Determining the mineralogical changes occurring in subducted oceanic crust is key to understanding short- and long-term geochemical cycles. Although numerous studies have explored the mineral assemblages that form in mid-ocean ridge basalt (MORB) at different depths below the Earth’s surface, it is widely recognized that seafloor hydrothermal alteration of the uppermost portion of the oceanic crust can change its composition between a ridge and a trench prior to subduction. In this study, we use petrological modelling to explore the effects of different types of pre-subduction hydrothermal alteration on the phase changes that occur during seafloor alteration of MORB-like compositions during subduction along an average Phanerozoic geotherm. We consider a representative composition of altered oceanic crust, as well as extreme end-member scenarios (pervasive spilitization, chloritization, and epidotization). Our models show that epidotization and chloritization of MORB strongly affects phase equilibria at different depths, whereas spilitization and an average style of alteration produce relatively fewer changes on the mineral assemblage to those expected in a pristine MORB. Devolatilization of MORB during subduction occurs mostly in the forearc region, although the type and extent of alteration strongly control the depth and magnitude of fluid released. Altered compositions carry significantly more H2O to sub- and postarc depths than unaltered compositions; the H2O carrying capacity of unaltered and altered compositions is further enhanced during subduction along colder geotherms.

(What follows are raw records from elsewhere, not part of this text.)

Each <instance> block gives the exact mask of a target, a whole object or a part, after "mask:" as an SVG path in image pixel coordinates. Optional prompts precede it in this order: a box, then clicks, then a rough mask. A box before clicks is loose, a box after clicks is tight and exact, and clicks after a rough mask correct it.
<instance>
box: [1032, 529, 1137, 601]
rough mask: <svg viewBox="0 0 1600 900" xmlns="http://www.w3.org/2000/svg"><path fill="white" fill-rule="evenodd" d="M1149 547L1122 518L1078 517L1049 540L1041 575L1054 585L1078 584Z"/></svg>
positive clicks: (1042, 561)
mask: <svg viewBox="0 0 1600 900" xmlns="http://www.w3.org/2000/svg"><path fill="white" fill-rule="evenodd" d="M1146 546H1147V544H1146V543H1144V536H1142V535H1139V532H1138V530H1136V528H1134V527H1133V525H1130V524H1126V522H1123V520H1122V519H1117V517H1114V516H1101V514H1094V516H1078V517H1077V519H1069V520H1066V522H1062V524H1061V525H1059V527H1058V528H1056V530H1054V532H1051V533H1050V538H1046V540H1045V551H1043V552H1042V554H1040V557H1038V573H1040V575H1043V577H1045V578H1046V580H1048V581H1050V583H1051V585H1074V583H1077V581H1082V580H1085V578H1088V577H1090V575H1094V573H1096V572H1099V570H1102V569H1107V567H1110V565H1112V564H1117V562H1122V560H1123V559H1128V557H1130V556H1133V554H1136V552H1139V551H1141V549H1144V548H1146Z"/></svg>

Extremely localized areas affected by epidotization can transport up to 22 times more H2O than unaltered MORB and up to two times more than average altered oceanic crust compositions to depths beyond the arc. Regardless of the extent and style of alteration, the stability of hydrous phases, such as epidote and phengite (important trace element carriers), is expanded to greater pressure and temperature conditions. Thus, hydrothermal alteration of the subducted oceanic slab-top represents a viable, and probably common, mechanism that enhances geochemical recycling between the Earth’s hydrosphere and shallow interior.